Gilyard describes “The Promise of Language” as a classic coming-of-age story of his life as a young writer in New York City. Released early in the year, it starts with his childhood years in Harlem, where he attended a segregated school, and Corona, Queens, where he played in the backyard of jazz icon Louis Armstrong, and continues up to his graduate school years at Columbia University.

“What I was trying to do was indicate my career path and the life of the mind,” he said. “A colleague once asked me when I was ready to launch — that’s what I was thinking of when I wrote it. The pre-launch was the ups and downs of youth, and the promise was the dedicated study of language and literacy and being involved in the life of books and the life of the mind.”

Gilyard’s love of language was evident as early as elementary school, as evidenced by unearthed school records that note his love of “poetry and current events.” He absorbed the rhythm of Black America's vernacular and music, and observed that his mother was a “language chameleon” who didn’t sound like someone who had grown up in Georgia.

The book also charts how Gilyard’s social conscience was framed by the turbulence of the Cold War and the Civil Rights, Black Power and Black Arts movements, and reflects on mentors and influences like Ed Bullins, Sonia Sanchez and the late Nobel Prize winner Toni Morrison, who sent Gilyard his first rejection letter.

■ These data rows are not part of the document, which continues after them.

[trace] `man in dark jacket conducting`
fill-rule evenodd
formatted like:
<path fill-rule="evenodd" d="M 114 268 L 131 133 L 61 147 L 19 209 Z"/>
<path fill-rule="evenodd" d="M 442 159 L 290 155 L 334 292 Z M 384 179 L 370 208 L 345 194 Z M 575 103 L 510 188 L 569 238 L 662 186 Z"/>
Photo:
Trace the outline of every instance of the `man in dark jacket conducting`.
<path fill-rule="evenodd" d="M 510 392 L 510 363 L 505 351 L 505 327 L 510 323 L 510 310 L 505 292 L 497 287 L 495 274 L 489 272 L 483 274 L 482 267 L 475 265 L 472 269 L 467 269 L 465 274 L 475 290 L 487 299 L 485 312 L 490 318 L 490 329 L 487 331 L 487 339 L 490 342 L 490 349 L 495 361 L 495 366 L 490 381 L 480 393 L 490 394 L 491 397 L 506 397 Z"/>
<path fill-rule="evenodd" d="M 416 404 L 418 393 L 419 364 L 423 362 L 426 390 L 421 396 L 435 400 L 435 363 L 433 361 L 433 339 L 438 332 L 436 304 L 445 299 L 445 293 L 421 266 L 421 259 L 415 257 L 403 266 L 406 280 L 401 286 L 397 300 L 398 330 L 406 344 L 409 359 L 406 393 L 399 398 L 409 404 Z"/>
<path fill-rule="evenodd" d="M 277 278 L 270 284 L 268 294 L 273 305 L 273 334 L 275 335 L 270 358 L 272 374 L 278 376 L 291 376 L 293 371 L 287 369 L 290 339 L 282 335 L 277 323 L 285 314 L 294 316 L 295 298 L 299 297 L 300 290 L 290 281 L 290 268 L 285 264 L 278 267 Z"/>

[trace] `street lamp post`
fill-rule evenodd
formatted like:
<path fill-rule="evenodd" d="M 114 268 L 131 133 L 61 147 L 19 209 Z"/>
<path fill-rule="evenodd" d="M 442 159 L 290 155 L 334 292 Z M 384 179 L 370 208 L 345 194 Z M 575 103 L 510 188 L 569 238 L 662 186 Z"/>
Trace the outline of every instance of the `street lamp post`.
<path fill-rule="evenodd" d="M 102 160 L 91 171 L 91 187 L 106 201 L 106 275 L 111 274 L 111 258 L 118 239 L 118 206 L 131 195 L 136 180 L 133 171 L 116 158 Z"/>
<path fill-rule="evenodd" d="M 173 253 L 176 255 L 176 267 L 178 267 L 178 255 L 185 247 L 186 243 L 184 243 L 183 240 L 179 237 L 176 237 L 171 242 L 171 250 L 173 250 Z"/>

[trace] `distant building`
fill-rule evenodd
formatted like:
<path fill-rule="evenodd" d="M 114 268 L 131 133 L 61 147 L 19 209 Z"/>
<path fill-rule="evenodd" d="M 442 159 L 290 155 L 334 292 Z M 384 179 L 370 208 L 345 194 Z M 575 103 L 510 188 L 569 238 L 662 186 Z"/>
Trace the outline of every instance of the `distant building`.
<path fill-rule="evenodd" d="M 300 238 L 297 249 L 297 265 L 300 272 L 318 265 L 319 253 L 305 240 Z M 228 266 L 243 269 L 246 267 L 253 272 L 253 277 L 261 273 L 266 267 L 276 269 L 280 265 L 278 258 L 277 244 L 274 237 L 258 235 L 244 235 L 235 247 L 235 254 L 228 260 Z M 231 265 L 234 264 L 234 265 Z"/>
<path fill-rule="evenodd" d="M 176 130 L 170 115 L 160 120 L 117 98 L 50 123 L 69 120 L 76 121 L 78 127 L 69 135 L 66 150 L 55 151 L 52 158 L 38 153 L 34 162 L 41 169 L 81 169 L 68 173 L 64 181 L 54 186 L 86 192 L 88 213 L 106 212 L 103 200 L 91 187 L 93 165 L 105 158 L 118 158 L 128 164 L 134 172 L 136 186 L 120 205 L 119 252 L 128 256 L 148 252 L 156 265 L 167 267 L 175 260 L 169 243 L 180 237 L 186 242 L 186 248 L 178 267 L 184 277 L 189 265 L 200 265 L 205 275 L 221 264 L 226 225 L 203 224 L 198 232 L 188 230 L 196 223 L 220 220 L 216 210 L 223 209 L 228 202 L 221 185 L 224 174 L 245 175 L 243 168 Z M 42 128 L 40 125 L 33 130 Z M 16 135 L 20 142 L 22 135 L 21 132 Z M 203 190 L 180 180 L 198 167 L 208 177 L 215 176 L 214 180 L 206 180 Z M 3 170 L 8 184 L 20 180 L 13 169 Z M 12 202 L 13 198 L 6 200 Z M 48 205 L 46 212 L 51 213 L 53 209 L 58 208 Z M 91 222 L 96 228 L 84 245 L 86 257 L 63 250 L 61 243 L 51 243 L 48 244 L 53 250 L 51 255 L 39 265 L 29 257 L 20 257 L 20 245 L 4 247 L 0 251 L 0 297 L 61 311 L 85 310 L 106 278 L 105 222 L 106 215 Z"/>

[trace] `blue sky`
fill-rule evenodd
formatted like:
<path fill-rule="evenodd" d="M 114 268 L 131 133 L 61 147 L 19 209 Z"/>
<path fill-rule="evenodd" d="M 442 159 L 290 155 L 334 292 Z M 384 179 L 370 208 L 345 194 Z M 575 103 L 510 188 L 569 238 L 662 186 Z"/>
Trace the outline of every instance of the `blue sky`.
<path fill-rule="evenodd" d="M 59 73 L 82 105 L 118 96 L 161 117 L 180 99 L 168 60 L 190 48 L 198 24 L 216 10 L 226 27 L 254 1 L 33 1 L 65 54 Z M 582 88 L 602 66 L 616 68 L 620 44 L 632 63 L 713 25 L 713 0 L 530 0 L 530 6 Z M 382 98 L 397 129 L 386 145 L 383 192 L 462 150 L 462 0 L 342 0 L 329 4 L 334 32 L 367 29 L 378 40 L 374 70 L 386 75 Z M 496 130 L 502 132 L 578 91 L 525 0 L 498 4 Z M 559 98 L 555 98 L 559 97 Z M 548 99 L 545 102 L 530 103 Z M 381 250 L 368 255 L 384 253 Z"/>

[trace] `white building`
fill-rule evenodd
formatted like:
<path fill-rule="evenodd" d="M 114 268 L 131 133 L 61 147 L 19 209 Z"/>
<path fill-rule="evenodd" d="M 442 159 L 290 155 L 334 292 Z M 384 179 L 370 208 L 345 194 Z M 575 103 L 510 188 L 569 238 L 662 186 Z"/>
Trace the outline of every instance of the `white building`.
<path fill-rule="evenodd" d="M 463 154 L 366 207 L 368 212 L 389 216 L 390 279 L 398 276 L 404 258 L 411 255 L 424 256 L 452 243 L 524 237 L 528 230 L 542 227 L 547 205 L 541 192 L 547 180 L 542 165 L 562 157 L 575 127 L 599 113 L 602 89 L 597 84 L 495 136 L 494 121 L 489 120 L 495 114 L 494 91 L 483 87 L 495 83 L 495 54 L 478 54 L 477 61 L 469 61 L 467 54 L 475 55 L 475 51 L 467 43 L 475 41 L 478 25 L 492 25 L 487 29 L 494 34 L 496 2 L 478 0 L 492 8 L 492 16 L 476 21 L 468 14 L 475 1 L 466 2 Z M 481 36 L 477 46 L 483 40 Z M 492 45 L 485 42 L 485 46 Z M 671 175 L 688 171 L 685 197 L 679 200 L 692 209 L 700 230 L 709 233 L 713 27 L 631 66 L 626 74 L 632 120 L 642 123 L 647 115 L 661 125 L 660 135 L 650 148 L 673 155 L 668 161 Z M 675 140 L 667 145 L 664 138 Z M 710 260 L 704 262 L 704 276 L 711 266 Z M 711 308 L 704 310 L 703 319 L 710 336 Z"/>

“Memory is a tricky thing and not always reliable,” Gilyard said. “But I do think there’s value in memoir, because what you do remember stands as important and significant. It has value as a historical record. I enjoyed writing it.”

Gilyard’s passion for activism can be found in “For Gaza’s Children,” a collection of essays and poems devoted to the ongoing conflict in Gaza. The diverse list of contributors includes Pulitzer Prize-winning novelist Alice Walker.

“We wanted to really focus on the plight of children,” said Gilyard, who co-edited the book with Marc Lamont Hill and Haki R. Madhubuti. “Anybody should be sympathetic to the plight of children, no matter what their views are.”  

Meanwhile, Gilyard continues his commitment to poetry with “On Location.” Each poem in the collection is dedicated to a specific place Gilyard visited that made a significant impression on him, be it Dimitriou's Jazz Alley in Seattle or a quiet cemetery in Virginia.

“I’m just an observer on location, taking notes on life,” he said. “I don’t really sit down specifically to write a poem. Something will bug me in my head, then I’ll jot it down and eventually get to it later. The ideas just come. I was a poet before anything else. To me, though, no matter what it is I’m doing, it’s all creativity.”